Planchet s’occupa aussitôt de réveiller, dans ses appentis, une manière de paysan, vieux et cassé, qui couchait sur des mousses couvertes d’une souquenille.

Ce paysan, reconnaissant Planchet, l’appela notre maître, à la grande satisfaction de l’épicier.

— Mettez les chevaux au râtelier, mon vieux, et bonne pitance, dit Planchet.

— Oh! oui-da! les belles bêtes, dit le paysan; oh! il faut qu’elles en crèvent!

— Doucement, doucement, l’ami, dit d’Artagnan; peste! comme nous y allons: l’avoine et la botte de paille, rien de plus.

— Et de l’eau blanche pour ma monture à moi, dit Porthos, car elle a bien chaud, ce me semble.

— Oh! ne craignez rien, messieurs, répondit Planchet, le père Célestin est un vieux gendarme d’Ivry. Il connaît l’écurie; venez à la maison, venez.
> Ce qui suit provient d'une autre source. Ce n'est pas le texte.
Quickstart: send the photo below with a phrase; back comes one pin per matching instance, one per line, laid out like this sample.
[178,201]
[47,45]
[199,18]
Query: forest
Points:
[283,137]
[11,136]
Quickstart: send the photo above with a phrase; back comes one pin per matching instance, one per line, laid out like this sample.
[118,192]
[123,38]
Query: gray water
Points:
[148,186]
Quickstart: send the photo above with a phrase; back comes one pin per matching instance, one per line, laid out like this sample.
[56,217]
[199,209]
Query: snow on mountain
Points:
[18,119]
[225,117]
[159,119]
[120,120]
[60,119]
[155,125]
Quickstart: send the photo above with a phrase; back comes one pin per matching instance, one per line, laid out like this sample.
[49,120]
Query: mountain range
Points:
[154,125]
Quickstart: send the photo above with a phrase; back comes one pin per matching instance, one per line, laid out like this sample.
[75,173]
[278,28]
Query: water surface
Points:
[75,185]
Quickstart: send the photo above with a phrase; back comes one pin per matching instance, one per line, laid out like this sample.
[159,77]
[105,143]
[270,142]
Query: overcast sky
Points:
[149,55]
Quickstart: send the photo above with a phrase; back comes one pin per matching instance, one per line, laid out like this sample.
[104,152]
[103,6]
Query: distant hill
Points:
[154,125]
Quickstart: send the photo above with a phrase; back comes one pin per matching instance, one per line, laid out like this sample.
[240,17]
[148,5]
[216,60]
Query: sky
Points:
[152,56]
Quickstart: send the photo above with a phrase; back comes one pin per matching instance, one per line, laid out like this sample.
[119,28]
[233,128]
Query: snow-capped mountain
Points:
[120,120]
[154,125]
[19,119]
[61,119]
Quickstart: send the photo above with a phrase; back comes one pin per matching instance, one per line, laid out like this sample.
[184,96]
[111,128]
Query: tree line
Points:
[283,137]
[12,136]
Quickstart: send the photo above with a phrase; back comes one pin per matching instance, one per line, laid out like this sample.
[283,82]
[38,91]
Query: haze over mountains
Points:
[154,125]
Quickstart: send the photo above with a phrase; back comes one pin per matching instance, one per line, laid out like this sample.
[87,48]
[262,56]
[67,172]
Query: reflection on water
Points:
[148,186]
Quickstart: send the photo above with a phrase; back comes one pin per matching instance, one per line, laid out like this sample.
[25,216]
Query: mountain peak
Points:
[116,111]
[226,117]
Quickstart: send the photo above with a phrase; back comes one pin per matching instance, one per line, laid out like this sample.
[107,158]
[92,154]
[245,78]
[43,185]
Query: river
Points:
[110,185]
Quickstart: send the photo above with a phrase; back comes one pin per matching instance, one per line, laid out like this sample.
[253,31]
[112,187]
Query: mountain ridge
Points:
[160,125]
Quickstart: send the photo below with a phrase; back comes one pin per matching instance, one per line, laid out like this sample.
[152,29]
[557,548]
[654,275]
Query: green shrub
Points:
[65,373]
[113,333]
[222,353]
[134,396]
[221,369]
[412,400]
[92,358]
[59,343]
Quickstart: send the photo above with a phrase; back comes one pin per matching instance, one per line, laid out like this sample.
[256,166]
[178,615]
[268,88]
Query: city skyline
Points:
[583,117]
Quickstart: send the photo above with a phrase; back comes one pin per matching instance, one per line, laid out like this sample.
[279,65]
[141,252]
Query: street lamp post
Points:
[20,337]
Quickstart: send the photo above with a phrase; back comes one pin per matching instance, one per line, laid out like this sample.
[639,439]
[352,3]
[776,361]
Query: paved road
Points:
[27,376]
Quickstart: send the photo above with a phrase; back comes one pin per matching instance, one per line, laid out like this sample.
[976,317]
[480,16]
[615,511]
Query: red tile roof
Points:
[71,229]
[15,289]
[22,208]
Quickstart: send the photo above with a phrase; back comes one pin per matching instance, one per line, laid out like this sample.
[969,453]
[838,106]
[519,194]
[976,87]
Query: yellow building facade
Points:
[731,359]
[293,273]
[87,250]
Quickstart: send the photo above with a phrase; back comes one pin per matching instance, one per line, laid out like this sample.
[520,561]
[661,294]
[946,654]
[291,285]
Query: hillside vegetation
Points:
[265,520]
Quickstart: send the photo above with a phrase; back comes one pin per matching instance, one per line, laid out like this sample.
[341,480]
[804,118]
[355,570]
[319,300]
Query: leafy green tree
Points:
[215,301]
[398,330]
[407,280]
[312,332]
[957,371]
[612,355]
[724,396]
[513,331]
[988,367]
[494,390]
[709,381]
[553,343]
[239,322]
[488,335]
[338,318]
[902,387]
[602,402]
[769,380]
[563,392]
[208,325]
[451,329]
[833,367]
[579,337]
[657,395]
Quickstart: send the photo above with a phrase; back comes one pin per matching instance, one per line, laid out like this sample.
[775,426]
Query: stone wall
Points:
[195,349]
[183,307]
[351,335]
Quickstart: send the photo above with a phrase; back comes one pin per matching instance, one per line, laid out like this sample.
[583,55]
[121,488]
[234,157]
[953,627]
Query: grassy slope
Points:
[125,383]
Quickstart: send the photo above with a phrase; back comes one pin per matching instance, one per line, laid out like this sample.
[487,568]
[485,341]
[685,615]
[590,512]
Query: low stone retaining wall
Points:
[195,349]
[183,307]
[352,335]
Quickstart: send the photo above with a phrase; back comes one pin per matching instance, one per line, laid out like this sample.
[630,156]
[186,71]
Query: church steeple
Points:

Il attira les deux amis par une allée fort couverte qui traversait un potager, puis une petite luzerne, et qui, enfin, aboutissait à un petit jardin derrière lequel s’élevait la maison, dont on avait déjà vu la principale façade du côté de la rue.

À mesure que l’on approchait, on pouvait distinguer, par deux fenêtres ouvertes au rez-de-chaussée et qui donnaient accès à la chambre, l’intérieur, le pénétral de Planchet.